Aspirin use in patients with PIK3CA-mutated colorectal cancer reduces recurrence risk by over 50%, found a study published in the Journal of Clinical Oncology. The findings could lead to immediate changes in clinical practice for around a third of patients with colorectal cancer.
“This is the first trial to show that mutations in this specific signal pathway, also beyond PIK3CA, predict aspirin response, expanding the target population to more than a third of the patients [with non-metastasized colorectal cancer],” said study author, Anna Martling, MD, PhD, FACS, FASCRS, Karolinska Institutet, Lund University, Akademiska University Hospital, during a presentation of the results.

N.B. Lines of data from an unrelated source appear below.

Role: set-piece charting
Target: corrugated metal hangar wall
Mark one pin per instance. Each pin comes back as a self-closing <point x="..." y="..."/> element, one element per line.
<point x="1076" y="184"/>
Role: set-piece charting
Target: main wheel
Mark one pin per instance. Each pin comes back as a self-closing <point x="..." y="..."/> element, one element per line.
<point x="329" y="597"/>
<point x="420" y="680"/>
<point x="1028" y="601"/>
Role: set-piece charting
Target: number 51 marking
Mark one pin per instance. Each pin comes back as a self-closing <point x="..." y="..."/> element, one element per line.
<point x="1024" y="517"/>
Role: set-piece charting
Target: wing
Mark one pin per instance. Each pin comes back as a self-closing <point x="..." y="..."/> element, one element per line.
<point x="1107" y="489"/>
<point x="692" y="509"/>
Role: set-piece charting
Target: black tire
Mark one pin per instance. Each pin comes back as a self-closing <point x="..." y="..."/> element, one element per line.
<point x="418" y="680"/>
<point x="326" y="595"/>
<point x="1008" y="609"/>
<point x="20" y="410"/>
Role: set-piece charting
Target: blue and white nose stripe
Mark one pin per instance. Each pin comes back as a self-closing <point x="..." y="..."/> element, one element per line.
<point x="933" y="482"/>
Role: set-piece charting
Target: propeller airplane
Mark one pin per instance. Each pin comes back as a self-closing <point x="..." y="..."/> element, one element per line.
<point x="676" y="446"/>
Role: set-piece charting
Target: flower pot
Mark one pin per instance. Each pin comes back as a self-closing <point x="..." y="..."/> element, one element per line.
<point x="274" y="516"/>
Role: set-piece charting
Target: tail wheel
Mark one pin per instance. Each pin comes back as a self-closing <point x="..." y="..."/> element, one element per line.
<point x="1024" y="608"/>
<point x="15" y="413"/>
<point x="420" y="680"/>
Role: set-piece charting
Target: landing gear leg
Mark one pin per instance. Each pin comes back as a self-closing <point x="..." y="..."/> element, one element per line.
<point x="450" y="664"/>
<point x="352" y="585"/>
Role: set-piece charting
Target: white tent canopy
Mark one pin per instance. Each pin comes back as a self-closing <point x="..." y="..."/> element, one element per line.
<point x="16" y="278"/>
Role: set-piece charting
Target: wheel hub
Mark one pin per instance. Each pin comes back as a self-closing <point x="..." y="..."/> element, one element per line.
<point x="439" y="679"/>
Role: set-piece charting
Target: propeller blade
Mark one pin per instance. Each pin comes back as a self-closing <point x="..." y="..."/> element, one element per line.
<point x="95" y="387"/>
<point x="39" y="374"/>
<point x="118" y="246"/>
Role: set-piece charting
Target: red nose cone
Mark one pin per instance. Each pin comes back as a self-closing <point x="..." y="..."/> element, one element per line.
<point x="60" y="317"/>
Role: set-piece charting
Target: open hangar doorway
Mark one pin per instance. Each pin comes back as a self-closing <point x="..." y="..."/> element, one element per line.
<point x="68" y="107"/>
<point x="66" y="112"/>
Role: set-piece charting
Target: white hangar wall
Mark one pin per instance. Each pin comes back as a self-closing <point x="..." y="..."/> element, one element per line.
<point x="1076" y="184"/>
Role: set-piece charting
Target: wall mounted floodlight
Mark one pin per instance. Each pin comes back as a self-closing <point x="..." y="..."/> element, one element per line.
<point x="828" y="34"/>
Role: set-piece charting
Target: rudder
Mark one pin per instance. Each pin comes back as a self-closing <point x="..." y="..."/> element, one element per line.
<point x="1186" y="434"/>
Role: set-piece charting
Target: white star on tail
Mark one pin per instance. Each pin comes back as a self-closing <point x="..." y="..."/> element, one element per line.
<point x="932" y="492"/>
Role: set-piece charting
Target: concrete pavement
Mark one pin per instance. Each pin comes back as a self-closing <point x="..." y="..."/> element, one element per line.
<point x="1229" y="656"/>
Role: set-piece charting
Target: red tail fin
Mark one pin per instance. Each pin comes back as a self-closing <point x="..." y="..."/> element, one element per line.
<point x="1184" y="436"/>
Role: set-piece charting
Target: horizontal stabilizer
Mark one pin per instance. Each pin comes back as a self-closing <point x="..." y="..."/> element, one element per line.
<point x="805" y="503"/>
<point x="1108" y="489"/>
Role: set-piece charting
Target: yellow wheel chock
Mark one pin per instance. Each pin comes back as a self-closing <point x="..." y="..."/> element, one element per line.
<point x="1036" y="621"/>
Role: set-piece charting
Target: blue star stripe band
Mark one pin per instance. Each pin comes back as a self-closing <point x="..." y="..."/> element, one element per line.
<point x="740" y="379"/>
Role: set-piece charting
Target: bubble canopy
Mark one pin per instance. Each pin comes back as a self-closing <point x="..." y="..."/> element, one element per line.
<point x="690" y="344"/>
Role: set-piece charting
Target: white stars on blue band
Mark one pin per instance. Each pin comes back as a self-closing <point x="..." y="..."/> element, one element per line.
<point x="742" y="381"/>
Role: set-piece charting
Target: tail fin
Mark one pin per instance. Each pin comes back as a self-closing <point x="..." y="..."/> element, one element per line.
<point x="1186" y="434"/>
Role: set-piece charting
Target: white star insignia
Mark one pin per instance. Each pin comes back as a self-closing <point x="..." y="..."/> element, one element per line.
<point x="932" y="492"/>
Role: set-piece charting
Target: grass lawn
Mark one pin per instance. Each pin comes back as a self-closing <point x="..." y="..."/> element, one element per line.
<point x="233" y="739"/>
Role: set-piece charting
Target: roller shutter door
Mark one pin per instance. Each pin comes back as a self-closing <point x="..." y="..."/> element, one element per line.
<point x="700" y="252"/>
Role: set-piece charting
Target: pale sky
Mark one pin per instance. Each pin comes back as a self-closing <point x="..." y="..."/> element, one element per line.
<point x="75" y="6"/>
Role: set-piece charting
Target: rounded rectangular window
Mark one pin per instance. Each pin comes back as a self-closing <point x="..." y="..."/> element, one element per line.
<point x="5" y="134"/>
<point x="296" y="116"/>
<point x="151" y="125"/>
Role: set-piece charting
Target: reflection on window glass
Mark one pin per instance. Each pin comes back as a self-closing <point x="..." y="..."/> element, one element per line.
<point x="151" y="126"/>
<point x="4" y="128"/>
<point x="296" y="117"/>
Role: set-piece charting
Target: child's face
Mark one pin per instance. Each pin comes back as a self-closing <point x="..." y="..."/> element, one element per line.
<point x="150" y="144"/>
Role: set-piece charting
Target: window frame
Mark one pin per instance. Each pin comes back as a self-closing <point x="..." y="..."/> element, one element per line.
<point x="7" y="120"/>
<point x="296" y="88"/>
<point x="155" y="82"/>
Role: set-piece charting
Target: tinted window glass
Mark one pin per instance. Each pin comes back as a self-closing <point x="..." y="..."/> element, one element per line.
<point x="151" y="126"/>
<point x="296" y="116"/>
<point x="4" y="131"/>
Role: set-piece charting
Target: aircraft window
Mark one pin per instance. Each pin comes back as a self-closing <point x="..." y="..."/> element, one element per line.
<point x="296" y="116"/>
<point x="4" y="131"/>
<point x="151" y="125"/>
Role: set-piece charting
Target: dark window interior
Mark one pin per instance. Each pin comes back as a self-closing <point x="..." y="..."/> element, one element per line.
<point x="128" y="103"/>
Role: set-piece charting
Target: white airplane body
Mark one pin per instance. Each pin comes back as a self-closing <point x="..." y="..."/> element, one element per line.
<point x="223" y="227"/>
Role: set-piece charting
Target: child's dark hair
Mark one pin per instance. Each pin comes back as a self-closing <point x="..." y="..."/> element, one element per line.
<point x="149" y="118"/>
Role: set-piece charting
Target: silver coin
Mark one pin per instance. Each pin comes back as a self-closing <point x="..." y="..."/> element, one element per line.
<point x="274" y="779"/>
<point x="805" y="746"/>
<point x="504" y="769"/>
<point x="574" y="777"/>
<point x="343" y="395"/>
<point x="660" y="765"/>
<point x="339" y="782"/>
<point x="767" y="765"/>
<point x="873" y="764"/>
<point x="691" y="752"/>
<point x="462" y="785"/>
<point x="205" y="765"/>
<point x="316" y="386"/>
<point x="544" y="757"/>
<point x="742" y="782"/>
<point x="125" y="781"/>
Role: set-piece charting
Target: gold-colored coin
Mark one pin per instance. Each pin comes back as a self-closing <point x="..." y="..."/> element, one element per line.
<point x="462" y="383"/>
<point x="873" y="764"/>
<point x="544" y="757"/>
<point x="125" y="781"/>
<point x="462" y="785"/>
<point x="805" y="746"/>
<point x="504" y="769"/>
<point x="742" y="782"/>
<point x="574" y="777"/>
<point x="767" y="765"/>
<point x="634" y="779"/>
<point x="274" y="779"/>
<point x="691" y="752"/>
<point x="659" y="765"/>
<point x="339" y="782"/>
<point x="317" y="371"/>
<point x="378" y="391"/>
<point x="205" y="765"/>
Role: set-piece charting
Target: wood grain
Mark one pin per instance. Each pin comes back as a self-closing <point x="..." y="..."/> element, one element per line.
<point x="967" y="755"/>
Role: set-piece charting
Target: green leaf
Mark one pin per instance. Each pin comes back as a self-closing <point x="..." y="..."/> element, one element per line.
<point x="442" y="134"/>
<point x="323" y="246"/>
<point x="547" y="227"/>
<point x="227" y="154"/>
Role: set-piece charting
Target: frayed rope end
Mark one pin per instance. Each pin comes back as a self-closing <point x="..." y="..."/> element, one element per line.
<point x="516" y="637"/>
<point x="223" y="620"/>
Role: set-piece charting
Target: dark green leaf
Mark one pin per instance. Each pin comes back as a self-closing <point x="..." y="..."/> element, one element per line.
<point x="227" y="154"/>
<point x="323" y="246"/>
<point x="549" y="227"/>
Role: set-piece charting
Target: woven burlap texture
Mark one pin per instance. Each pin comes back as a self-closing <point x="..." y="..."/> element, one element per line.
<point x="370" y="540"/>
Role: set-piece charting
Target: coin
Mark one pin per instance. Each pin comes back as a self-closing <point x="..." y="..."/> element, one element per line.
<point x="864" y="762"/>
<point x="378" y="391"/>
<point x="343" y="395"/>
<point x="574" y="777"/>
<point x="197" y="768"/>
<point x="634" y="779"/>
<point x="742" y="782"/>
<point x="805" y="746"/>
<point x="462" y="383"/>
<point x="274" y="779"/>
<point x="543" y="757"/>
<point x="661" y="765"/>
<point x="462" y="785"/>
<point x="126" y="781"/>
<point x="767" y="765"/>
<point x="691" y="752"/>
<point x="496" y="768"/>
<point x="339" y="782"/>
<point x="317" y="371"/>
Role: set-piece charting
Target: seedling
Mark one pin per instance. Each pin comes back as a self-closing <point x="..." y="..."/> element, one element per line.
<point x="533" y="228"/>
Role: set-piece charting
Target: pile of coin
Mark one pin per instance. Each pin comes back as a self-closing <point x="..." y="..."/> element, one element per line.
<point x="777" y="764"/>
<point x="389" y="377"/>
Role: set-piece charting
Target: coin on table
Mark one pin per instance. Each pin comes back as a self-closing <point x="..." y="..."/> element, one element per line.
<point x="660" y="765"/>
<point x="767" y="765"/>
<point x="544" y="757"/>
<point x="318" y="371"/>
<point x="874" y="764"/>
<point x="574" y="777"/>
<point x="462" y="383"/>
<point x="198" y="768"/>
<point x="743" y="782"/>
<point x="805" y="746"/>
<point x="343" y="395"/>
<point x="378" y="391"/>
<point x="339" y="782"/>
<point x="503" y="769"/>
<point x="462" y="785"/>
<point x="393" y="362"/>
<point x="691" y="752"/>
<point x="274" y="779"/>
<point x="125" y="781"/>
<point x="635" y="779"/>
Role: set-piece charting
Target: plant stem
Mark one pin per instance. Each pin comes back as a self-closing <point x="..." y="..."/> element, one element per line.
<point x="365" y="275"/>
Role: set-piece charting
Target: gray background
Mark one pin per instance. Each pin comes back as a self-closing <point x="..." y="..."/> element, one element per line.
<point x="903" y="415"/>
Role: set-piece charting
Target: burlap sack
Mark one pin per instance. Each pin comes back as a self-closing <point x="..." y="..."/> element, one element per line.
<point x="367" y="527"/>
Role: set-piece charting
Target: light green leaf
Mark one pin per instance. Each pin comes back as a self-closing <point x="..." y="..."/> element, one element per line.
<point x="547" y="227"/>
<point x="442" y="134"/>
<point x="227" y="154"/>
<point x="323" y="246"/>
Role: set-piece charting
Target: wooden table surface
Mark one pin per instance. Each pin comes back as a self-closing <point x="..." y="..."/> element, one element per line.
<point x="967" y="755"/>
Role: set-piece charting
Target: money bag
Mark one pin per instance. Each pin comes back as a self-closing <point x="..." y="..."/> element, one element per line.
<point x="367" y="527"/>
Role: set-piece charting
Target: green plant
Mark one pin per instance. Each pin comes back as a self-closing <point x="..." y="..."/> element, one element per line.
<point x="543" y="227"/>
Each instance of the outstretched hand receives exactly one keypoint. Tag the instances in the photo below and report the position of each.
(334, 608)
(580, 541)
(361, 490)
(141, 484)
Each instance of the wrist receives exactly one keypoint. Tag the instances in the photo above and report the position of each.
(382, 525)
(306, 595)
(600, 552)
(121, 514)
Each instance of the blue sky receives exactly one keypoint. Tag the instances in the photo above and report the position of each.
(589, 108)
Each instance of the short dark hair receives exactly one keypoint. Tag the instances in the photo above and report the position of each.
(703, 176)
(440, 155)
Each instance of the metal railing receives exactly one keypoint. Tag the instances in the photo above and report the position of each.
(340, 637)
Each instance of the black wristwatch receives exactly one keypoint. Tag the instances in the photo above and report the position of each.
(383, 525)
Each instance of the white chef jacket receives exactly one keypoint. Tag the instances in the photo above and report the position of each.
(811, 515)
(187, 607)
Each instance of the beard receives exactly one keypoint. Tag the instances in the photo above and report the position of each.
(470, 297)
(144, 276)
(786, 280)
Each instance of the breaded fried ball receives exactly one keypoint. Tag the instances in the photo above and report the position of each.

“This is also an example of repurposing a safe, inexpensive, and globally available drug and it stresses the importance of genomic testing in colorectal cancer patients,” she added.
The trial took place across 33 hospitals in Sweden, Denmark, Finland, and Norway, and involved 626 patients with somatic alterations in the PI3K pathway. Patients were randomized to receive either 160 mg or aspirin per day or a placebo starting within three months post-surgery for three years.
Ultimately, aspirin reduced the risk of recurrence by 51% in patients in group A- those with PIK3CA exons 9/20, and 58% in patients in group B- those with PIK3R1/PTEN/other PIK3CA alterations. Whereas aspirin did not affect 3-year disease-free survival among those in Group A, it significantly improved the measure among those in Group B.
Three patients experienced severe adverse events related to aspirin: one GI-bleeding, one hematoma, and one allergic reaction. Meanwhile, a total of 57 patients receiving aspirin and 38 receiving placebo experienced severe adverse events, including late postoperative complications, deep vein thrombosis, and embolism.
“Aspirin is a well-established and a safe medical medication with well-known side effects. The incidence of adverse events was as expected," noted Martling.